Esto puede parecer desconcertante al principio hasta que uno reconoce el profundo simbolismo contenido en la postura de Rusia. Al elegir adherirse a la moral tradicional de la cristiandad histórica, se presenta como una alternativa de civilización directa al modelo atlantista. Su ejemplo es particularmente potente, debido a la condición de Rusia como potencia históricamente tanto europea como cristiana, de una manera que, simplemente, los países africanos, de Oriente Medio o Asia oriental no son. Es por esto que las acciones de Rusia son vistas como tan profundamente peligrosas para el orden atlantista, ya que es el único de los actores mundiales capaz de proporcionar una alternativa civilizacional al neoliberalismo que pueda resonar en los disidentes simpatizantes en Occidente.

Es por esta razón que el acto de desafío abierto de Rusia se percibe en Washington nada menos que como un acto de violencia directo contra el orden atlantista. Porque en un mundo donde, como Clinton afirmó en su discurso de 2011, "los derechos de los homosexuales son derechos humanos y los derechos humanos son derechos de los homosexuales", la existencia misma de Rusia se convierte en una amenaza existencial inaceptable para el Imperio globalista.

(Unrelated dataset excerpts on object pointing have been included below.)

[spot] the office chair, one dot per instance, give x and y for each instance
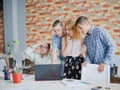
(90, 73)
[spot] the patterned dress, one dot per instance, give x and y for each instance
(72, 66)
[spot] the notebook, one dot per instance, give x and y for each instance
(48, 72)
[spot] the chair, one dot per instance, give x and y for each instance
(90, 73)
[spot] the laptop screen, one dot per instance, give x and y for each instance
(48, 72)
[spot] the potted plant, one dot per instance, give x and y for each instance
(17, 74)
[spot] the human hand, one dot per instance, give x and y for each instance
(84, 63)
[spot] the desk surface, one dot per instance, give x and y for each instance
(30, 84)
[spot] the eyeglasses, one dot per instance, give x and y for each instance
(45, 47)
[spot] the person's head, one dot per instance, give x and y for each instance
(58, 28)
(44, 49)
(71, 31)
(83, 24)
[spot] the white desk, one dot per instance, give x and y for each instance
(30, 84)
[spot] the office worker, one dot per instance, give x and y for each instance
(5, 57)
(71, 50)
(56, 40)
(41, 57)
(100, 47)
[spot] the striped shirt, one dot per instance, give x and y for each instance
(100, 47)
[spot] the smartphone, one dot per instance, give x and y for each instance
(96, 88)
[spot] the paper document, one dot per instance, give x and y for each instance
(74, 83)
(90, 73)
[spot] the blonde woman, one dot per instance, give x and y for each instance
(71, 50)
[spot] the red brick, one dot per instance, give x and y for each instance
(117, 30)
(49, 0)
(45, 13)
(106, 5)
(83, 10)
(118, 7)
(61, 2)
(117, 53)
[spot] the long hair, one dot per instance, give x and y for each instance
(70, 25)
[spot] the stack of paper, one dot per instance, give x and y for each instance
(74, 83)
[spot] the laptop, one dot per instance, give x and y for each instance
(48, 72)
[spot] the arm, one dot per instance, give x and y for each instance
(109, 44)
(4, 56)
(64, 46)
(55, 49)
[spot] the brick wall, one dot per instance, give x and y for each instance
(40, 15)
(1, 32)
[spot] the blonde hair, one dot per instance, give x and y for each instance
(70, 26)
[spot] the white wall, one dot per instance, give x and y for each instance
(117, 62)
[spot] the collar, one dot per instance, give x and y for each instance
(91, 31)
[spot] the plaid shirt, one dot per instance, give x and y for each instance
(100, 47)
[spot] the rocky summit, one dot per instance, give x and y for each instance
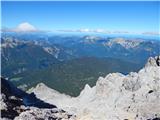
(135, 96)
(18, 105)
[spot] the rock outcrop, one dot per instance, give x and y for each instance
(135, 96)
(18, 105)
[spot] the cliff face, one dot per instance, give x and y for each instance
(18, 105)
(134, 96)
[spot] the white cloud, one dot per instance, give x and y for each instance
(25, 27)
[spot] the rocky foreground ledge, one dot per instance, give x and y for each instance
(135, 96)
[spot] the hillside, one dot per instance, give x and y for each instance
(71, 76)
(135, 96)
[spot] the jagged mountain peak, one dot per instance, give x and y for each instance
(117, 96)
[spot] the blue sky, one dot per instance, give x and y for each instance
(112, 16)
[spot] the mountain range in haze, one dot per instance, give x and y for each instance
(62, 61)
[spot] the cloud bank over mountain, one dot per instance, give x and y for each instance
(22, 27)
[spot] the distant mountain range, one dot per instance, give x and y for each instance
(64, 61)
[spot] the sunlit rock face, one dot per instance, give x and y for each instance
(135, 96)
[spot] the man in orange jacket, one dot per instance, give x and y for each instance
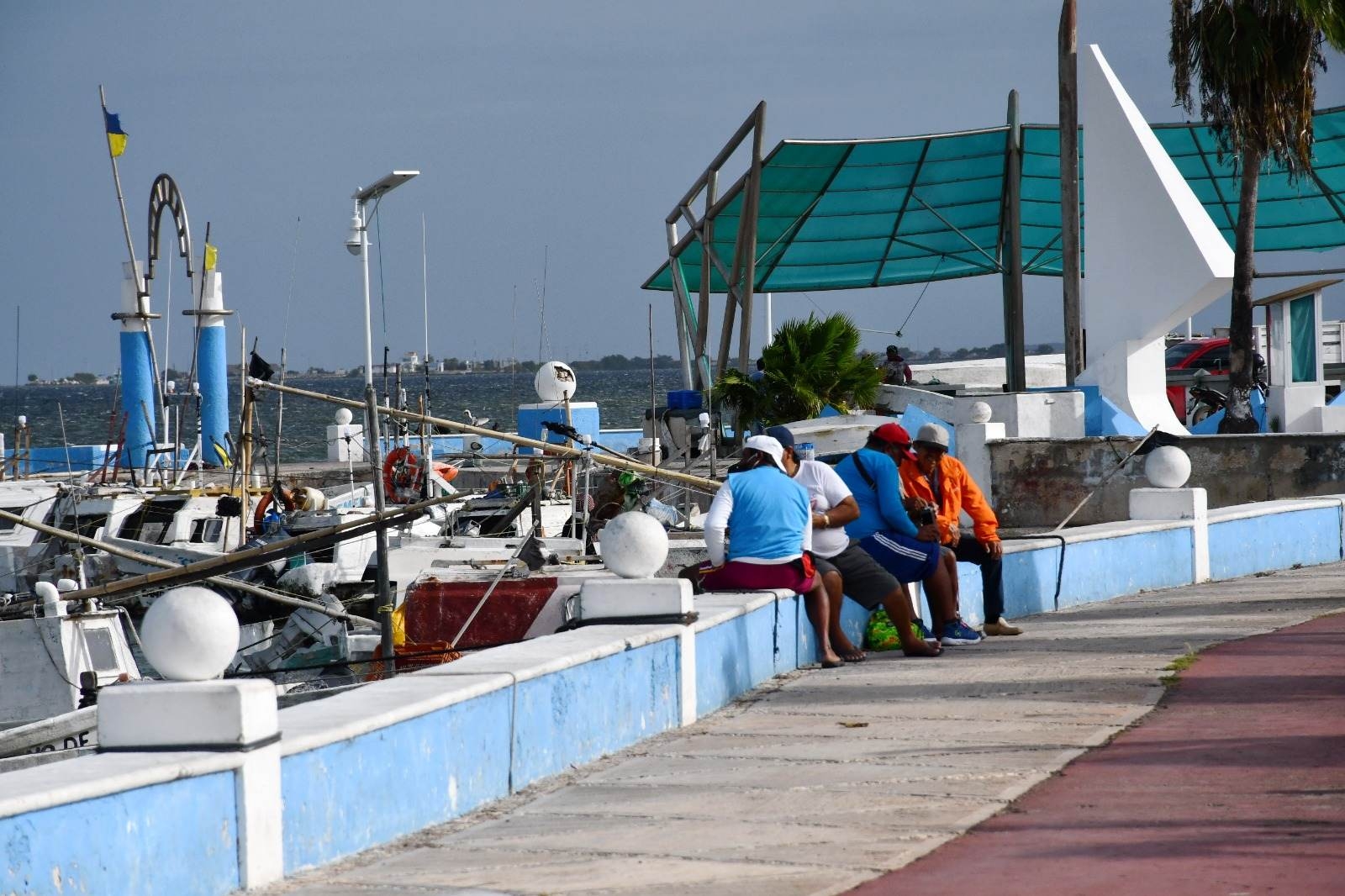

Si Clinton triunfa en las elecciones de noviembre, como parece muy posible, el mundo se convertirá en un lugar increíblemente peligroso para todos los que se opongan a sus designios de dominación global. La coronación de Clinton señalará el inicio de una nueva era de sangre, el terror e intimidación que sólo puede terminar, ya sea en la victoria completa del totalitarismo atlantista, o en su destrucción final. Oremos todos juntos fervientemente para que sea esto último.